So far this year my average is about 18 shells for 7 ducks would be OK, but I've been over dekes or jump shooting shooting uneducated locals. That's pretty good for someone that's cross-eyed and dyslexic.

A 15-shell limit would make better shooters out of us all.

And when those 15 are gone, just walk the dike and pick up trash, you'll find 5 or 6 live rounds easily.


----------



## wyogoob (Sep 7, 2007)

APD said:


> wyogoob,
> 
> what about keeping the 10 shell limit in place where it already is and adding a separate limit to be determined on the other main shooters alleys at the other wma's?


Not a bad idea. Say you had 10-shell at the best swan flight paths on certain dikes (every WMA has numerous hot spots for swans) and the rest of the WMA's dikes would have a higher shell limit. Leave the rest of the marsh like it is.

It's still hard to manage / police.....my observation is that waterfowlers, for some reason, tend to deviate from the rules more than other hunting groups.

I like the way the BRMBR does it and it's nice to see the Fish & Wildlife cops out there policing it once in a while.


----------



## STEVO (Sep 13, 2007)

I agree that a 15 shell limit would make us better shooters, but I still have that duck fever when they start flying in. I can go 25/25 on clay pigeons , but might only hit 5(at most) ducks out of 25 I shoot at :lol:


----------



## wyogoob (Sep 7, 2007)

STEVO said:


> I agree that a 15 shell limit would make us better shooters, but I still have that duck fever when they start flying in. I can go 25/25 on clay pigeons , but might only hit 5(at most) ducks out of 25 I shoot at :lol:


Heavens to Betsy!.....shoot da lips, not the hips.....aim at the quack, not the back.

Ah.....25/25....


----------



## toomeymd (Sep 21, 2009)

STEVO said:


> I agree that a 15 shell limit would make us better shooters, but I still have that duck fever when they start flying in. I can go 25/25 on clay pigeons , but might only hit 5(at most) ducks out of 25 I shoot at :lol:


I have that same problem...but I blame it on the wily ducks...ha ha ha Clays can't turn and weave like a duck...


----------



## Artoxx (Nov 12, 2008)

I have a similar problem, I shoot over 20 consistently on skeet, and have a hard time taking a limit of ducks with less than 2 boxes. Cannot seem to figure out what the deal is, but am leaning towards needing a new gun. 
I shot Al Hansens little riot gun at some thrown birds last winter, and could not seem to miss the bloody things. Duck hunting with a riot gun might be a little attention getting what with the extra long mag tube and all, but if I could actually hit something more than once out of ten times, I would be willing to chance the extra love from the co's. lol

As far as shell limits and such go, I am not sure that will solve the problem unless there is someone to stand at the gates every day and check the people going in, I am STILL finding lead hulls, and even loaded shells, every year and that crap has been outlawed for what, 15-20 years or so?

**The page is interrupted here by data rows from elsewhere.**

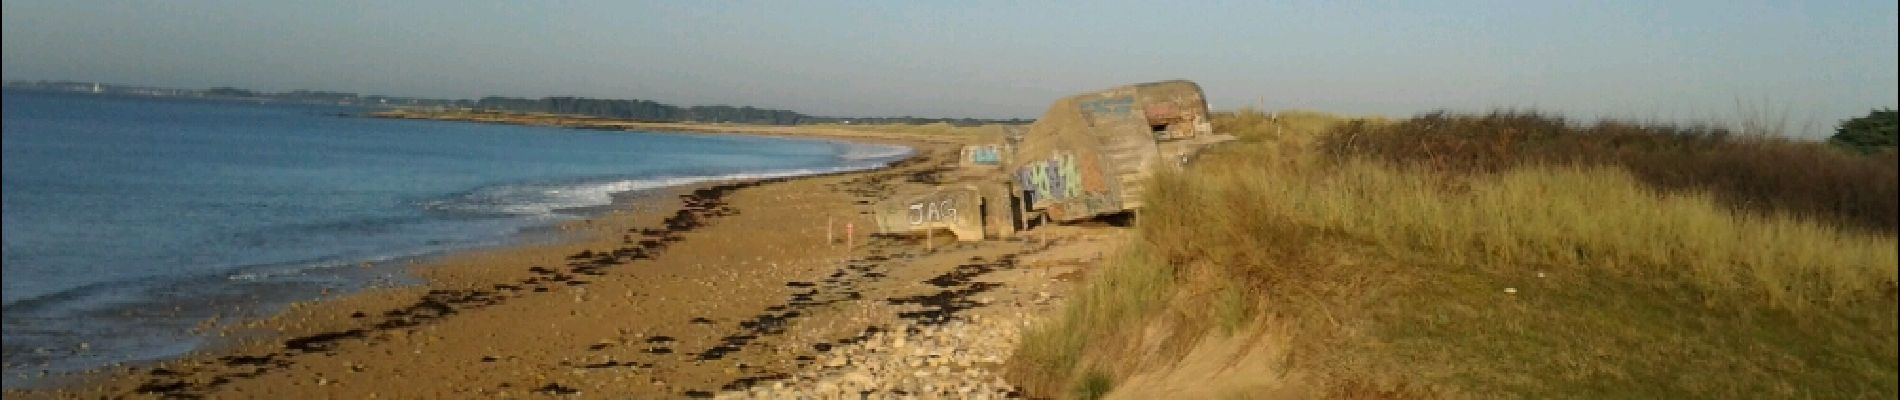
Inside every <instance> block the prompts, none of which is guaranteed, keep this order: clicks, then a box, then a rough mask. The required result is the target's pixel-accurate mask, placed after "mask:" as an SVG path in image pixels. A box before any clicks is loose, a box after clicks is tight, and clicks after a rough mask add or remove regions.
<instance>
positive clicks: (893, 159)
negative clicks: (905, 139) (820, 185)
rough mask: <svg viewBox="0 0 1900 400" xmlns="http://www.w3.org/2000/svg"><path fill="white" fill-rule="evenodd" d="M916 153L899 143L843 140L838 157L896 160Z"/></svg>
mask: <svg viewBox="0 0 1900 400" xmlns="http://www.w3.org/2000/svg"><path fill="white" fill-rule="evenodd" d="M912 154H916V150H914V148H910V146H899V144H868V142H844V150H840V152H838V159H845V161H897V159H902V157H910V155H912Z"/></svg>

Irritates me even more in that it is almost always low brass 7-8's, can't kill a duck further than 50 feet with that crap under the best of circumstances. Stupid fools.

There is a program that allows civilians, that is NON police, to issue parking tickets on handicapped spaces, and maybe others. I saw a story on the news about it one night. Maybe they could enact a similar program for waterfowlers. I could issue 10 tickets a day MYSELF for waste of game, littering, and god knows what else. Those fools drinking and hunting are breaking at LEAST two MAJOR laws, might even be felonies, not sure.

Shooting at every bird that passes within 150 yards is harrassing wildlife as far as I am concerned, and that would be another charge if it were up to me.


----------